Dr. Feda Negesse,
Addis Ababa University, Ethiopia
The Swadesh wordlist has been used for more than half a century for collecting data in quantitative and descriptive linguistics. This research compares the classification results of the 100 Swadesh wordlist with those of its subsets to determine if reducing the size of the wordlist impacts its effectiveness.

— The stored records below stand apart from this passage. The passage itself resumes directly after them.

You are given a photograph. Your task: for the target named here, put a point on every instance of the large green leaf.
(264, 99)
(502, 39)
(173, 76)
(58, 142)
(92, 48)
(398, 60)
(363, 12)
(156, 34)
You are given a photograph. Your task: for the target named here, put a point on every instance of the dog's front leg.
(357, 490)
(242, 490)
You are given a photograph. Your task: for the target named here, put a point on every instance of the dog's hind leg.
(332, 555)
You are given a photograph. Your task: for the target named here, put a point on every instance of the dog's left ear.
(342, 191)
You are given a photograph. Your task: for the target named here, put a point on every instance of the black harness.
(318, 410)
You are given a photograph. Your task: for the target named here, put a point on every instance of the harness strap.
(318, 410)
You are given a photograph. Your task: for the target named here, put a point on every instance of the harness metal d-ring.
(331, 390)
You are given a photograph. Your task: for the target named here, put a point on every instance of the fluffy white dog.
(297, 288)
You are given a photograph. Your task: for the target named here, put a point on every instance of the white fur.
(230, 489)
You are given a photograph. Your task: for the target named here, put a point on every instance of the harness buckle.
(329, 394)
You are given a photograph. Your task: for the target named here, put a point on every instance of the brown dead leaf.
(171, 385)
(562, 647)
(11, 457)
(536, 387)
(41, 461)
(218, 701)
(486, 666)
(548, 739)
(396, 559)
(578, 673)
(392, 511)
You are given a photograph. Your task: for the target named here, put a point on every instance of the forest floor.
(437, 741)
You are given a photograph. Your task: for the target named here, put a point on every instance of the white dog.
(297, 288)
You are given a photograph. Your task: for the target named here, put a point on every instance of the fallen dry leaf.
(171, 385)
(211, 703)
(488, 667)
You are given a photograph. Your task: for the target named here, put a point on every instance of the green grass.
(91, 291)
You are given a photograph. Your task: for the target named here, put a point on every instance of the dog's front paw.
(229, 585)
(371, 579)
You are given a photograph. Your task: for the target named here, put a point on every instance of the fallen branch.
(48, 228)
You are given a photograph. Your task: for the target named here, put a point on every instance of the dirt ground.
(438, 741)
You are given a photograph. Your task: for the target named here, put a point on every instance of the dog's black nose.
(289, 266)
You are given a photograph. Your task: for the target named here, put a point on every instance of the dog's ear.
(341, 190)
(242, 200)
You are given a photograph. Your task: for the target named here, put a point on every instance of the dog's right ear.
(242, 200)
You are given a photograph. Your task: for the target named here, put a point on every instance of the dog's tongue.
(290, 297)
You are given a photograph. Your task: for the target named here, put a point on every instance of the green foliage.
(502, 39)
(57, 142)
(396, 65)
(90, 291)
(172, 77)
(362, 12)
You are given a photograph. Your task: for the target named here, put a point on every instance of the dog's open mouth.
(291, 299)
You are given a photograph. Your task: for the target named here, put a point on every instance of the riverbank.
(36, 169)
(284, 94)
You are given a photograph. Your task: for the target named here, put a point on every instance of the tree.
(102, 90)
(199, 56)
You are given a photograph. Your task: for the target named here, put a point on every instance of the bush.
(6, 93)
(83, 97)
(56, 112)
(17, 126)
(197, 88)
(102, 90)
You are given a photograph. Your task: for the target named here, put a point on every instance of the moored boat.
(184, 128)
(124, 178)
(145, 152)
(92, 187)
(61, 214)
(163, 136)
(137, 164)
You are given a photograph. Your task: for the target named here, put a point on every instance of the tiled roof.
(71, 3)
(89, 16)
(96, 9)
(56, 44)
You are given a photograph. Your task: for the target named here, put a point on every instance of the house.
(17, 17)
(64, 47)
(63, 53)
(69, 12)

In the comparison, the 100, 50 and 40 wordlists were used to compute lexical distances of 29 Cushitic and Semitic languages spoken in Ethiopia and neighbouring countries. Gabmap, a based application, was employed to compute the lexical distances and to divide the languages into related clusters. The study shows that the subsets are not as effective as the 100 wordlists in clustering languages into smaller subgroups but they are equally effective in dividing languages into bigger groups such as subfamilies. It is noted that the subsets may lead to an erroneous classification whereby unrelated languages by chance form a cluster which is not attested by a comparative study. The chance to get a wrong result is higher when the subsets are used to classify languages which are not closely related. Though a further study is still needed to settle the issues around the size of the Swadesh wordlist, this study indicates that the 50 and 40 wordlists cannot be recommended as reliable substitutes for the 100 wordlist under all circumstances.
The above abstract is part of the article which was accepted at The First International Conference on Current Issues of Languages, Dialects and Linguistics (WWW.LLLD.IR) & The Third National Conference on English Studies and Linguistics (WWW.ELTL.IR) , 2-3 February 2017 , Iran-Ahwaz.